The study identified 12 specific areas of the DNA sequence that are robustly related with the age at which we have our first child, and the total number of children we have during the course of our life.
"Our genes do not determine our behaviour, but for the first time, we have identified parts of the DNA code that influence it," said study first author Nicola Barban from the University of Oxford.
The findings are based on an analysis of 62 datasets with information from 238,064 men and women for age at first birth, and almost 330,000 men and women for the number of children.
"For the first time, we now know where to find the DNA areas linked to reproductive behaviour. For example, we found that women with DNA variants for postponing parenthood also have bits of DNA code associated with later onset of menstruation and later menopause," lead author Melinda Mills, Professor at the University of Oxford, said..
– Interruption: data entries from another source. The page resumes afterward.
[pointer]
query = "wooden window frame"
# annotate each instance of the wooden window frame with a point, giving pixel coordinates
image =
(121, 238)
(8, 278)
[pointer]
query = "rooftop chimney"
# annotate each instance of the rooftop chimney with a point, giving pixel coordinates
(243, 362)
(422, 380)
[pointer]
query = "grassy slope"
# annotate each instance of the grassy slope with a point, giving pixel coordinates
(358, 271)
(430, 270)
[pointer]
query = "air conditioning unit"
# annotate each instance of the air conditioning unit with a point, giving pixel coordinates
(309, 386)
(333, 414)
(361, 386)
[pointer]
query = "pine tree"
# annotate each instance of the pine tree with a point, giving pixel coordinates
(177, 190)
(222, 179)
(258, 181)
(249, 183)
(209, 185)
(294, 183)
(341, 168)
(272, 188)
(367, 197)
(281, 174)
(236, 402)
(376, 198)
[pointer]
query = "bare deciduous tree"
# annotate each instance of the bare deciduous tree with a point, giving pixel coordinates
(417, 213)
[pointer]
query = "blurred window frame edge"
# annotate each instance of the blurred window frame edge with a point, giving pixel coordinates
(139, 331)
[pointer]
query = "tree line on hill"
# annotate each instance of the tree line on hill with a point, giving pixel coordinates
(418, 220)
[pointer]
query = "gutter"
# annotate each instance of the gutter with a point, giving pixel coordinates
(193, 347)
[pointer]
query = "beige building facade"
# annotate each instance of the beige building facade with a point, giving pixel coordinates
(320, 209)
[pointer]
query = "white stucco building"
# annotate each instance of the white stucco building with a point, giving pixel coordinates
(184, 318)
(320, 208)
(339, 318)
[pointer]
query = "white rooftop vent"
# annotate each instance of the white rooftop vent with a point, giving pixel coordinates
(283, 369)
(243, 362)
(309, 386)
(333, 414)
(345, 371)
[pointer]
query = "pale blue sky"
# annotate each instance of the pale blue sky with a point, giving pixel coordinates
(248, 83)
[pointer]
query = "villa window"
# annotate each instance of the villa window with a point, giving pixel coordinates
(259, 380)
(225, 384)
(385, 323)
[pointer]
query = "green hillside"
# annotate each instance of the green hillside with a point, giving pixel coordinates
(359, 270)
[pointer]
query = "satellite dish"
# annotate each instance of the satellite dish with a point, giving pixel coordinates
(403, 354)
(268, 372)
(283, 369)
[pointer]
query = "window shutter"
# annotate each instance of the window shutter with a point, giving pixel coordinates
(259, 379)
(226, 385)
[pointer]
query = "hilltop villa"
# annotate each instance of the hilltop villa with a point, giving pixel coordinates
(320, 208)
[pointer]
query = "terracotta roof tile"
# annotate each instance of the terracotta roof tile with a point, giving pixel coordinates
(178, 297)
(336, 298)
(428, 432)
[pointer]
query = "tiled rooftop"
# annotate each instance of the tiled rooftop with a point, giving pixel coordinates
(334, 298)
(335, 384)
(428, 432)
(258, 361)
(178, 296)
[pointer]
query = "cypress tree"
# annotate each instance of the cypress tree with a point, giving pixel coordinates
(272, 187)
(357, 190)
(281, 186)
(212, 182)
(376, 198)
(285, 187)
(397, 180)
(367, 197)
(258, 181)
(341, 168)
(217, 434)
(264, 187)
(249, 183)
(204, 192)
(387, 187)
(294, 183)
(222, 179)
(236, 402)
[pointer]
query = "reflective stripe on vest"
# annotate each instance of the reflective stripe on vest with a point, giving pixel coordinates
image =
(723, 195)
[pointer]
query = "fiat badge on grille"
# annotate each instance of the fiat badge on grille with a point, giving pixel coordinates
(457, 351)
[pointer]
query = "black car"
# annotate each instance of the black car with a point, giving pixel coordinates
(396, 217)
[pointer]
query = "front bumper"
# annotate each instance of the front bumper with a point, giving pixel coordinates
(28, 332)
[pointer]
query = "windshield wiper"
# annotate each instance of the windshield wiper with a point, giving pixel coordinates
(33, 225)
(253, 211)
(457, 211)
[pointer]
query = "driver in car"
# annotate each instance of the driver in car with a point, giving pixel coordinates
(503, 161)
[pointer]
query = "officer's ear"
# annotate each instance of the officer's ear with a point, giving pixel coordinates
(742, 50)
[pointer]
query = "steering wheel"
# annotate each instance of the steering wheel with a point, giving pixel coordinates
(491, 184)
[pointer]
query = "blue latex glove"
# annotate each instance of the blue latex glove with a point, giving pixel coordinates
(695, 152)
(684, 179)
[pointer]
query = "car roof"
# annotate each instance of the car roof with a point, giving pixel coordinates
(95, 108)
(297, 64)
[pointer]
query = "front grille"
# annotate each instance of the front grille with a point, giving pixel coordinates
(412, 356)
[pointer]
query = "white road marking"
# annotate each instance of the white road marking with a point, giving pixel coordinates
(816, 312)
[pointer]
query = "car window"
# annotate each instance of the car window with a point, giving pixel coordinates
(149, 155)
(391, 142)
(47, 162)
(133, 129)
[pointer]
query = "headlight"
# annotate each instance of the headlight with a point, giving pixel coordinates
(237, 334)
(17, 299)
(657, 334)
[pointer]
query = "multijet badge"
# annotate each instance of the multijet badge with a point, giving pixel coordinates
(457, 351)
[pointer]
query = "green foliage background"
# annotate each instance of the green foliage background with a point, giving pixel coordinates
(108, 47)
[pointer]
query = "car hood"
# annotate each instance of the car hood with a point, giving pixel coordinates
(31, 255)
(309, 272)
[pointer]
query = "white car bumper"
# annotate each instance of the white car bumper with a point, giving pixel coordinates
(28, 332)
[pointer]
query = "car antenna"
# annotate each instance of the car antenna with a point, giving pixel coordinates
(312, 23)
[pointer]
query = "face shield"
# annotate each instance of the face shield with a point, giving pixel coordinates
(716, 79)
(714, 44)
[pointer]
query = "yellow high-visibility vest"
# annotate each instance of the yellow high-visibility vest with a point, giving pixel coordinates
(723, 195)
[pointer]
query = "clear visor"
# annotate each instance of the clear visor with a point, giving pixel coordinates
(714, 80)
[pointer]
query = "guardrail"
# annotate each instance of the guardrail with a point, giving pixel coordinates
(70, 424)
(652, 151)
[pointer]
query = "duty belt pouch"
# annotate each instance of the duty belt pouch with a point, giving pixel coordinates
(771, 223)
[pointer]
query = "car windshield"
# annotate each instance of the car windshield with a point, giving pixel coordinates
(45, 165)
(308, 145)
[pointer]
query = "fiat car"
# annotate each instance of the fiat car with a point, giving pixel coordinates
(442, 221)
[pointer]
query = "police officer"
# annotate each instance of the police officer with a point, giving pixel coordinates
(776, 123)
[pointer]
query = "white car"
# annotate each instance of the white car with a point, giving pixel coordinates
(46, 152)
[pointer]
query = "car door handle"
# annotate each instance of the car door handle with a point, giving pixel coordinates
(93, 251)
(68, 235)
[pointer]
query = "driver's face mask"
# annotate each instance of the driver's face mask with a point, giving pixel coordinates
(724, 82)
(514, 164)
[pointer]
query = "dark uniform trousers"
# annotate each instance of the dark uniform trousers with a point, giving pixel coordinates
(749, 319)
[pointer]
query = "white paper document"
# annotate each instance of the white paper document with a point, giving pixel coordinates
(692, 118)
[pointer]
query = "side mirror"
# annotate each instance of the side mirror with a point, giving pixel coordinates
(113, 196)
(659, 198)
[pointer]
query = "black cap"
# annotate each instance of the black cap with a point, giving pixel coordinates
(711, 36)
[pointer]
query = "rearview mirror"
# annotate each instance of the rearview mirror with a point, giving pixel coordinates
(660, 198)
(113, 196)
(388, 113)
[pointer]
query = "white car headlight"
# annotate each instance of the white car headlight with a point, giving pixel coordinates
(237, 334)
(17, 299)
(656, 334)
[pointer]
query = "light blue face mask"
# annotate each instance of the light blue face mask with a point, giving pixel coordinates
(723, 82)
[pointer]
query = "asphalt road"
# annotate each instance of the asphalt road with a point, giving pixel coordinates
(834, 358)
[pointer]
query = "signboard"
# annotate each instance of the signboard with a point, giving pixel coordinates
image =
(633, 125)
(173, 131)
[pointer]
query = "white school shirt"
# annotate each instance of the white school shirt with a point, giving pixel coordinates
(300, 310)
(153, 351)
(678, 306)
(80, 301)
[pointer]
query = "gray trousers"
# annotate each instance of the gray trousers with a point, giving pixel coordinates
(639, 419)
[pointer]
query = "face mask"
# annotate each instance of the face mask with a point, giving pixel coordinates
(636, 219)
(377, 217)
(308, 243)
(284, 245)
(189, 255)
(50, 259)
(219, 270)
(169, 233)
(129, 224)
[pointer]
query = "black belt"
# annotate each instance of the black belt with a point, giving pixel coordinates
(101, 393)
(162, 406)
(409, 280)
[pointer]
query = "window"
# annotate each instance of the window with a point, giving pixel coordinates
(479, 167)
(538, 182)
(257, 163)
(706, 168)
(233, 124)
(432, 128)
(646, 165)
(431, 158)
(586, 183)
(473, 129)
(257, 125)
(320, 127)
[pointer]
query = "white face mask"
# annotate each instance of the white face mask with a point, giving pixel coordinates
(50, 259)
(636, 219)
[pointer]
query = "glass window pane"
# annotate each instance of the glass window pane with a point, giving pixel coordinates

Until now, reproductive behaviour was thought to be mainly linked to personal choices or social circumstances and environmental factors.
"One day it may be possible to use this information so doctors can answer the important question: 'How late can you wait?' based on the DNA variants," Ms Mills noted.
The researchers, however, added that having a child still strongly depends on many social and environmental factors that will always play a bigger role in whether or when we have babies.
The study, published in the journal Nature Genetics, showed that DNA variants linked with the age at which people have their firstborn are also associated with other characteristics reflecting reproduction and sexual development, such as the age at which girls have their first period, when the voice breaks in boys, and at what stage women experience their menopause.
The researchers believe that in some cases when the variants are combined, they can be used to predict the probability of women remaining childless.